1. Invest in yourself

Having further education, more knowledge, and required skills for work can support your career advancement. Financial knowledge is also essential for your living. In addition, having a good health and always maintaining healthy lifestyle will give you more time for income earning opportunities. 

2. Make money from what you like

To earn a living with what you like is a good start, as you tend to be happier, bear with it longer, and be eager to learn more about it.
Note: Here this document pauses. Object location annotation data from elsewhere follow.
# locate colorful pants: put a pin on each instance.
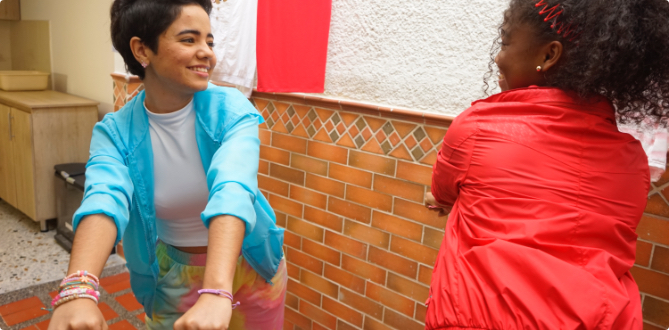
(181, 275)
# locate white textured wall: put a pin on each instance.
(423, 54)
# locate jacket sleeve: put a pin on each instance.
(109, 188)
(233, 174)
(450, 169)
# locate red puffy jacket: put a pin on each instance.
(546, 196)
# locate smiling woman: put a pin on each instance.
(174, 172)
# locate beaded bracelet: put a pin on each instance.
(220, 293)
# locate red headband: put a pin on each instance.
(553, 14)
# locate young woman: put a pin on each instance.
(545, 192)
(174, 173)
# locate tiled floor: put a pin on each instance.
(23, 309)
(27, 256)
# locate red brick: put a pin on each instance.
(393, 262)
(318, 315)
(325, 185)
(399, 321)
(288, 142)
(263, 167)
(656, 311)
(369, 198)
(293, 271)
(653, 229)
(345, 278)
(286, 173)
(292, 240)
(342, 311)
(425, 275)
(415, 173)
(297, 318)
(361, 303)
(399, 188)
(107, 312)
(285, 205)
(309, 164)
(22, 310)
(372, 324)
(321, 252)
(346, 245)
(363, 269)
(350, 175)
(320, 284)
(265, 137)
(291, 300)
(308, 196)
(433, 238)
(274, 155)
(115, 283)
(366, 234)
(349, 210)
(304, 260)
(418, 212)
(122, 325)
(651, 282)
(273, 185)
(414, 251)
(397, 226)
(374, 163)
(409, 288)
(305, 229)
(661, 259)
(421, 310)
(327, 152)
(390, 299)
(323, 218)
(304, 292)
(129, 302)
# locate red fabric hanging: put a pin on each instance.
(292, 45)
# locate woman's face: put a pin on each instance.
(185, 58)
(518, 58)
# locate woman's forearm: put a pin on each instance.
(226, 234)
(93, 242)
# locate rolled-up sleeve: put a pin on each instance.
(450, 169)
(109, 188)
(232, 176)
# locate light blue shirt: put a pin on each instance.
(119, 182)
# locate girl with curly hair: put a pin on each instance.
(174, 173)
(544, 192)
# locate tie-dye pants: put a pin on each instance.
(181, 275)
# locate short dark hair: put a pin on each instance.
(621, 51)
(147, 20)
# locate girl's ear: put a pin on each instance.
(140, 50)
(551, 54)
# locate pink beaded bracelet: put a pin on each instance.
(220, 293)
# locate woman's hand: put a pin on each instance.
(210, 312)
(431, 203)
(78, 314)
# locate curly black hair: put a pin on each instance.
(621, 51)
(146, 19)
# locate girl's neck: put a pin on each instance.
(164, 99)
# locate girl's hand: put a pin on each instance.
(78, 314)
(210, 312)
(431, 203)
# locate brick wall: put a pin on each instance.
(347, 182)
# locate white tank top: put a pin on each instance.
(181, 192)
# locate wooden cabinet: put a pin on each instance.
(44, 129)
(10, 9)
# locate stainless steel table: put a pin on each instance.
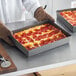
(60, 54)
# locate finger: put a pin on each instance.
(50, 18)
(7, 40)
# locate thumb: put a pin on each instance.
(50, 18)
3. Set saving and expense budgets

Recording your expenses regularly is necessary. This is to monitor your spending pattern and use it for further financial planning. For the basic cost of living such as housing, utilities, food, and transportation, this should to be controlled to not over 50% of monthly income. Saving and emergency budgets should be set at least around 10-20% a month. Lastly, other expenses should be less than 30% of income.

4. Spend wisely

Even though you earn more, it does not mean that you have to spend more, especially on unnecessary and too luxurious stuff. The surplus you have should be saved and invested so that you can be financially free even faster. 

5. Set emergency fund

Economic uncertainty, illnesses, and accidental incidents can be happened at any time. To set an emergency fund for yourself, it is a must. The amount for this fund should be around 6-12 months. Furthermore, health and accident insurance are recommended too, as it will secure your bank account when you face with expected events. You then can live at ease and do not to bother your closed ones.

6. Pay off debts

Loans with high interest rate such as personal and credit card loans should be paid off as quickly as you can and stop making these kinds of debt again. Furthermore, non-performing liabilities should be kept at minimum. After clearing all debts, try to be more financially disciplined. You need to limit spending budget for each month, and then set aside required monthly expenses and saving amount.

7. Plan for retirement

Some may think it is too far to plan. However, the earlier you can save for retirement, the faster you can be financially free. This is because the savings and returns can be accumulated and continuously reinvested for longer period of time. For office employees, it is recommended to save as much as allowed by the company in provident fund. In case of moving to new companies, it is better to transfer this fund with you, not withdraw it before the retirement for your own utmost benefit. Additionally, pension insurance is another interesting saving tool for retirement, since it will guarantee your regular fixed income when you retire. Moreover, you can get a personal income tax deduction benefit too.